I got in at noon and participated in a somewhat grueling and invasive intake process followed by a hot meal. The word on the first floor is that acupuncture is being offered upstairs by one of the counsellors. Having used acupuncture in the past, I was enthused about this and I made my way up to the boardroom on the next floor. I found myself sitting in an awkward silence with one other client, feeling isolated and sensitized to the alien sounds of a new environment. I sank down into a standard, wooden office chair like a soggy slug, my arms limp and hanging over the wooden arms.

After twenty minutes or so, a young-looking counsellor walked into the room and introduced himself. He was short in stature with a pale complexion, and he sported a goatee that I surmised was a foil to hide his boyish features. He appeared to affect a mature demeanour although I detected a certain lack of confidence from his quick and jerky body movements, and his rapid speech had a somewhat tight tonal quality. He rubbed his hands together and said: “Alright guys. Um – this is my first actual applied session as an acupuncturist, and uh, I just finished training on Tuesday. Well. Uh. Let’s get started then…”.

“Fuck”, I thought. “Am I his guinea pig? Am I supposed to feel reassured?”

The next twenty minutes or so were spent observing the counsellor and would-be acupuncturist struggling to establish an internet connection so that he could set the mood with a “Zen Meditation YouTube mix”. His visibly stressful attempt to diagnose and fix the internet issue contaminated my own experience further with more stress. Finally, after sitting silently for a period of time, I explained to him that I didn’t need a “YouTube mix” for an acupuncture treatment. He finally shrugged his shoulders and gave up. Just as he reached for his kit of needles pulling out some gauze and a pair of rubber gloves, he suddenly remembered that there was a CD of meditation music he could play on the PA system in the boardroom as an alternative. I now wonder if this is more for him than for me. He made it clear at this point that it was not the best mix. “I prefer the sounds of nature”, he said.

Flute sounds issued forth accompanied by gentle guitar music. The sound of a light breeze was added for ambience. The music reminded me of something a wealthy, middle-aged mother would play as she sat at her potter’s wheel, fashioning earth-toned urns for her Rosedale garden. I imagine a scenario in her studio where notes fills the air with tranquility, while her husband sits in the next room, a remote in one hand and a ice-filled glass that clinks with every sip of an 18 year old Chivas Regal, while her two young teenage sons secretly vape marijuana and watch porn on their iphones as they crouch under the Rosedale Bridge. This CD really means a great deal to my imagined mom as a way for her to relax and contemplate her work. For me, however, I was too aware of its functional nature to create simulated inner peace. It wasn’t cynicism – it was circumstance.

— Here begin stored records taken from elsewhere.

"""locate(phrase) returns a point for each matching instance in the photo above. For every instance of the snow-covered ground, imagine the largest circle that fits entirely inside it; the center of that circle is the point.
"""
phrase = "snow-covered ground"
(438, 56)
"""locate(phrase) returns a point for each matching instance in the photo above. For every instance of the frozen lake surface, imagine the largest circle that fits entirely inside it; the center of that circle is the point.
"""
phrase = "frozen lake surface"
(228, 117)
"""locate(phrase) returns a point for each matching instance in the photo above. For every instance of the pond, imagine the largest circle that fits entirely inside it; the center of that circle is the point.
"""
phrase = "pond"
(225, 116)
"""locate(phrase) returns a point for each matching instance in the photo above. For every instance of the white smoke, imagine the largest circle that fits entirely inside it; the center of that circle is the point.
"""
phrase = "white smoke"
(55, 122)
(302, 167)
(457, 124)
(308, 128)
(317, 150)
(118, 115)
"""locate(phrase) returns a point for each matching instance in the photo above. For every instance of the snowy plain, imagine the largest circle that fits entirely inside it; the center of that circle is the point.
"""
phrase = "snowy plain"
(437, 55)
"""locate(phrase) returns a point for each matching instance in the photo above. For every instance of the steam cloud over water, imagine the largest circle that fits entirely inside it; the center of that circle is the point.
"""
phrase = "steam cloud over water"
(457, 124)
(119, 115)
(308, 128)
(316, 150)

The pins were inserted into my ears, and the counsellor explained that this will stimulate my heart, spleen, liver and kidneys. Ow, man, this hurts, I thought. I’ve done a lot of acupuncture before and I never experienced this kind of sharp pain. Was I really so toxic that I would react to a subtle prick of a needle? Or, was the counsellor so much of an amateur that he did not really know how to administer the needles properly.

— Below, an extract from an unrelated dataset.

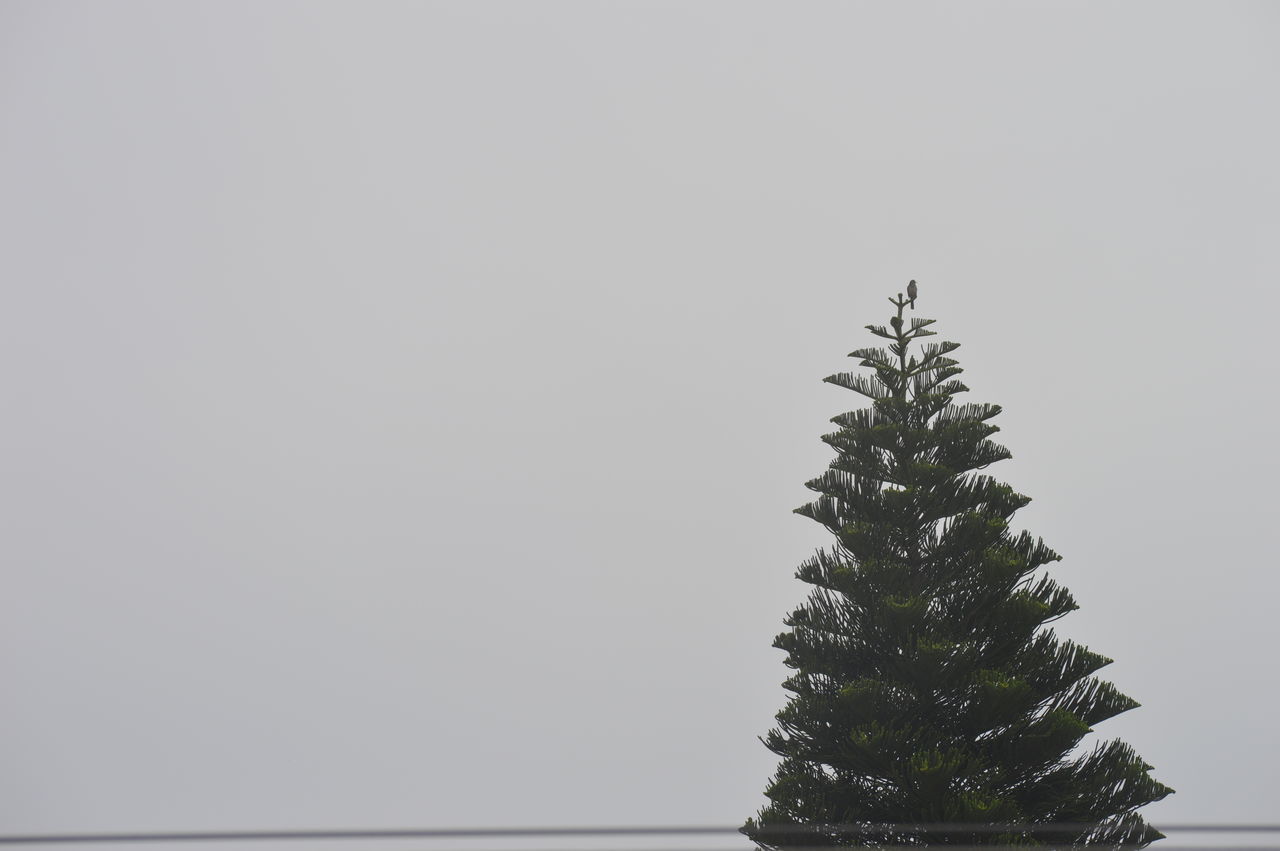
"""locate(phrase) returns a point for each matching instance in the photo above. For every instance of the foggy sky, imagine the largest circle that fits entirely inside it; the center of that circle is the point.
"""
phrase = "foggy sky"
(406, 402)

He then turned off the lights and the music played on. He said in a hushed tone: “Okay, now close your eyes and embrace the moment. Please remain seated at all times. Remain in your body – in this calming moment for the entire duration of this forty minute session”. Then he left the room, closing the door quietly behind him, and I heard him whistling a spritely tune while walking down the hallway. The other client and I were left sitting alone in the dark, listening to my imagined mom’s tranquil meditation music. It took a few disconcerting minutes but eventually I began to relax into the moment. I was feeling more present and optimistic. And just then the CD began to skip with a repeat of a musical note of the flute and a whoosh in a loop. It did not let up for the duration of the session.